An ssp initialized before rcu_init_geometry() will have its snp hierarchy
based on CONFIG_NR_CPUS.

Once rcu_init_geometry() is called, the nodes distribution is shrinked
and optimized toward meeting the actual possible number of CPUs detected
on boot.

Later on, the ssp that was initialized before rcu_init_geometry() is
confused and sometimes refers to its initial CONFIG_NR_CPUS based node
hierarchy, sometimes to the new num_possible_cpus() based one instead.
For example each of its sdp->mynode remain backward and refer to the
early node leaves that may not exist anymore.

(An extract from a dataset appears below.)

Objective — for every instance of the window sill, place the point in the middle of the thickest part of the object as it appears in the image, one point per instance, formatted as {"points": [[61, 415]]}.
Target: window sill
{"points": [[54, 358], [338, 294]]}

On the other hand the
srcu_for_each_node_breadth_first() refers to the new node hierarchy.

There are at least two bad possible outcomes to this:

1) a) A callback enqueued early on an sdp is recorded pending on
      sdp->mynode->srcu_data_have_cbs in srcu_funnel_gp_start() with
      sdp->mynode pointing to a deep leaf (say 3 levels).

   b) The grace period ends after rcu_init_geometry() which shrinks the
      nodes level to a single one. srcu_gp_end() walks through the new
      snp hierarchy without ever reaching the old leaves so the callback
      is never executed.

   This is easily reproduced on an 8 CPUs machine with
   CONFIG_NR_CPUS >= 32 and "rcupdate.rcu_self_test=1". The
   srcu_barrier() after early tests verification never completes and
   the boot hangs:

        [ 5413.141029] INFO: task swapper/0:1 blocked for more than 4915 
seconds.
        [ 5413.147564]       Not tainted 5.12.0-rc4+ #28
        [ 5413.151927] "echo 0 > /proc/sys/kernel/hung_task_timeout_secs" 
disables this message.
        [ 5413.159753] task:swapper/0       state:D stack:    0 pid:    1 ppid: 
    0 flags:0x00004000
        [ 5413.168099] Call Trace:
        [ 5413.170555]  __schedule+0x36c/0x930
        [ 5413.174057]  ? wait_for_completion+0x88/0x110
        [ 5413.178423]  schedule+0x46/0xf0
        [ 5413.181575]  schedule_timeout+0x284/0x380
        [ 5413.185591]  ? wait_for_completion+0x88/0x110
        [ 5413.189957]  ? mark_held_locks+0x61/0x80
        [ 5413.193882]  ? mark_held_locks+0x61/0x80
        [ 5413.197809]  ? _raw_spin_unlock_irq+0x24/0x50
        [ 5413.202173]  ? wait_for_completion+0x88/0x110
        [ 5413.206535]  wait_for_completion+0xb4/0x110
        [ 5413.210724]  ? srcu_torture_stats_print+0x110/0x110
        [ 5413.215610]  srcu_barrier+0x187/0x200
        [ 5413.219277]  ? rcu_tasks_verify_self_tests+0x50/0x50
        [ 5413.224244]  ? rdinit_setup+0x2b/0x2b
        [ 5413.227907]  rcu_verify_early_boot_tests+0x2d/0x40
        [ 5413.232700]  do_one_initcall+0x63/0x310
        [ 5413.236541]  ? rdinit_setup+0x2b/0x2b
        [ 5413.240207]  ? rcu_read_lock_sched_held+0x52/0x80
        [ 5413.244912]  kernel_init_freeable+0x253/0x28f
        [ 5413.249273]  ? rest_init+0x250/0x250
        [ 5413.252846]  kernel_init+0xa/0x110
        [ 5413.256257]  ret_from_fork+0x22/0x30

2) An ssp that gets initialized before rcu_init_geometry() and used
   afterward will always have stale rdp->mynode references, resulting in
   callbacks to be missed in srcu_gp_end(), just like in the previous
   scenario.

Solve this with fixing the node tree layout of early initialized ssp
once rcu_init_geometry() is done. Unfortunately this involves a new
field into struct srcu_struct to postpone the ssp hierarchy rebuild.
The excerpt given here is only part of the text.